Brother printer on desk

Internet connected Brother printers need a password change – now

Posted on

Security firm Rapid7 has detected eight software vulnerabilities that can be exploited to give criminals access to your network. The flaws impact 689 different Brother printers with the big one being that the default password for the printer can be easily derived.

Even though the password is unique, it is generated using the device’s serial number which can be accessed by criminals without needing to log in to the device. That vulnerability, listed as CVE-2024-51978 in the Common Vulnerabilities and Exposures database where issues like this are ethically reported, is described:

An unauthenticated attacker who knows the target device’s serial number, can generate the default administrator password for the device. An unauthenticated attacker can first discover the target device’s serial number via CVE-2024-51977 over HTTP/HTTPS/IPP, or via a PJL request, or via an SNMP request. 

That second CVE allows an attacker to access the device’s model, firmware version, IP address, and serial number.

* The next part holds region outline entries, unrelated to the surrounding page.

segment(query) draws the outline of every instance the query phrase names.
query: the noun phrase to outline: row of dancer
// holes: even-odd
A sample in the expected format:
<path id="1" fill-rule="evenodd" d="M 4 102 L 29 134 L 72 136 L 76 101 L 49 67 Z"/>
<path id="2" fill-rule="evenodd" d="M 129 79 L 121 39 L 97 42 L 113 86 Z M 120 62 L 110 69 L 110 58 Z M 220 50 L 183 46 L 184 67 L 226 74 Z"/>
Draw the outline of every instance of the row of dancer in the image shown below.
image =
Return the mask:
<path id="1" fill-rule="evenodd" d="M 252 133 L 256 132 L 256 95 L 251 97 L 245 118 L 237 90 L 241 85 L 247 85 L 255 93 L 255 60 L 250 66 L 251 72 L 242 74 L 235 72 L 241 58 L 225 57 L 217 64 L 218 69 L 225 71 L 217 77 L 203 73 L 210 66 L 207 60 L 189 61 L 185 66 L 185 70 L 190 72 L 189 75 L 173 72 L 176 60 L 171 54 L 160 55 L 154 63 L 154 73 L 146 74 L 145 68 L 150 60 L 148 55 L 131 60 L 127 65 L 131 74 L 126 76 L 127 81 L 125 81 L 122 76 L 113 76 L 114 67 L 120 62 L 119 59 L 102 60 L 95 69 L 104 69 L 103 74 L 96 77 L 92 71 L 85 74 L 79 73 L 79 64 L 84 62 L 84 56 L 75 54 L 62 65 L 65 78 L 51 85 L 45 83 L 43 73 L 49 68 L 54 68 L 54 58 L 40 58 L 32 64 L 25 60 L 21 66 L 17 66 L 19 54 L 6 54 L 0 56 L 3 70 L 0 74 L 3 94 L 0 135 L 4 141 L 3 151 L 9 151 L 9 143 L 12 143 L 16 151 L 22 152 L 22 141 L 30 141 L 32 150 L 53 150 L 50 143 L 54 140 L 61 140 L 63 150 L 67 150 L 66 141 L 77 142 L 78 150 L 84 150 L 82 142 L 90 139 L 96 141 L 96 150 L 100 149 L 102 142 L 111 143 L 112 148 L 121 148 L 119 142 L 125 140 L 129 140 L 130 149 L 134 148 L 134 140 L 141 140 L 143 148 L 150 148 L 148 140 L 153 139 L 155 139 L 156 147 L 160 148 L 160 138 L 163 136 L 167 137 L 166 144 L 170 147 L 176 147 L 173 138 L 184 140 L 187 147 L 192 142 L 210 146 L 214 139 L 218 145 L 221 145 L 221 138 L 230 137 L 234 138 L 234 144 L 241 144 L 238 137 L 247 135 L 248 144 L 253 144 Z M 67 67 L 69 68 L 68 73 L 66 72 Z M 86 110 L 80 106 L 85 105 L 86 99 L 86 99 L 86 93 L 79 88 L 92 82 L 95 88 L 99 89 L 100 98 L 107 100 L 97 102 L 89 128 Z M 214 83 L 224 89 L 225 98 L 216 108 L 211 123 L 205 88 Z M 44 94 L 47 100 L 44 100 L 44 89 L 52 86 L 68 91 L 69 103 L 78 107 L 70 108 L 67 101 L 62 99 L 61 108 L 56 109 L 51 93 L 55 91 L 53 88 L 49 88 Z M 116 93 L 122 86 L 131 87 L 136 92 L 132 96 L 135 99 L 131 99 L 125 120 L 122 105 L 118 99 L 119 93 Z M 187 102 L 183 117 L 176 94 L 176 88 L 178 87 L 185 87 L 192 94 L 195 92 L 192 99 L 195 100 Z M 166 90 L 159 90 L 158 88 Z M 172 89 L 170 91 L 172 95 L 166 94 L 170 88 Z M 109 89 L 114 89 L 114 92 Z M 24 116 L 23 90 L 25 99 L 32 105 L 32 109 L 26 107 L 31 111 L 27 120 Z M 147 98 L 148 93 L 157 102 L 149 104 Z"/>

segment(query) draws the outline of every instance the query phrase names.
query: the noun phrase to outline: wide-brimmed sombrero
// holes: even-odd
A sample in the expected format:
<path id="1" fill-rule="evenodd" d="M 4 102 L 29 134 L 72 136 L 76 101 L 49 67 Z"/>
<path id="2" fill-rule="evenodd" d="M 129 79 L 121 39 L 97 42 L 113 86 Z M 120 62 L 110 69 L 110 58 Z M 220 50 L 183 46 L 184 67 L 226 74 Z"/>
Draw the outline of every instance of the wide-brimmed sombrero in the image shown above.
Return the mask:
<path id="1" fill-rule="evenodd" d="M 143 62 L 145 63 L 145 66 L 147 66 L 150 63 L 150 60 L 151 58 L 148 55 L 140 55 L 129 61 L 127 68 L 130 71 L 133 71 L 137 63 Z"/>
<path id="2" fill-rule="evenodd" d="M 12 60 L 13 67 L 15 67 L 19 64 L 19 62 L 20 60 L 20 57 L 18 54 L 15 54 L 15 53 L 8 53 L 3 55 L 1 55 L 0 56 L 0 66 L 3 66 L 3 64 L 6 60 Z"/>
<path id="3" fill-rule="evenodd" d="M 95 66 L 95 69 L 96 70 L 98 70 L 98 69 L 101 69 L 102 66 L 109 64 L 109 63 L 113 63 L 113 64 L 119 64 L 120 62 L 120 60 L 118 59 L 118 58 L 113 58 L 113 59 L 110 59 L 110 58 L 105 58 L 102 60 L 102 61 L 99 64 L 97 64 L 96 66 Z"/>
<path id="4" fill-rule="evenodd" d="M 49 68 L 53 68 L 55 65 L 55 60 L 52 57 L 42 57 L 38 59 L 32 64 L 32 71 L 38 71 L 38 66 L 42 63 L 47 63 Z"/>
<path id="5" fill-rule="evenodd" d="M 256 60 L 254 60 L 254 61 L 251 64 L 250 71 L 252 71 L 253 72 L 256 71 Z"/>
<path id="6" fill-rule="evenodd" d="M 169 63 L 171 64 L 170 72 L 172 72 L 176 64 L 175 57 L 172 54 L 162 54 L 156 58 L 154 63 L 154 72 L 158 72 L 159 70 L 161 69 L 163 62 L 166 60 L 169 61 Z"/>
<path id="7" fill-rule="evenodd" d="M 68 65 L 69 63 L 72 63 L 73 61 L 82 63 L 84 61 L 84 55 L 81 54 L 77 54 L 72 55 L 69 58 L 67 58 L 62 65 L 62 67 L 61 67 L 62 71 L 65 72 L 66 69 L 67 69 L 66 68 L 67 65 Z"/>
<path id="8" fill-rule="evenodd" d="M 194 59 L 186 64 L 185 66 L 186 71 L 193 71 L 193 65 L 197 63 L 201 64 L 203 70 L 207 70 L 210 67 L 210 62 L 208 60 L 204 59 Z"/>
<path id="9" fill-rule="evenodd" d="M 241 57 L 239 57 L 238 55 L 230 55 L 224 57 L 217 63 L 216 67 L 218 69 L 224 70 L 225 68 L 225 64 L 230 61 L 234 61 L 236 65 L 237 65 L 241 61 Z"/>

Once an attacker has the serial number and then logs in by deriving the password based on the serial number, they can use vulnerability CVE-2024-51984 to discover other devices on the network and access those if they are not fully secured.

Compounding the issue is that the default password problem can’t be solved with a software or firmware update to affected printers. The only way to block this attack is to manually change the password.  

The remaining flaws can be fixed with a firmware update. 

While this may all sound quite complex, attackers will often string together several flaws and vulnerabilities to create an attack chain. In this case, by accessing one of the affected Brother printers, an attacker could access files on your network. 

If you have a Brother printer with the default password – change your password now.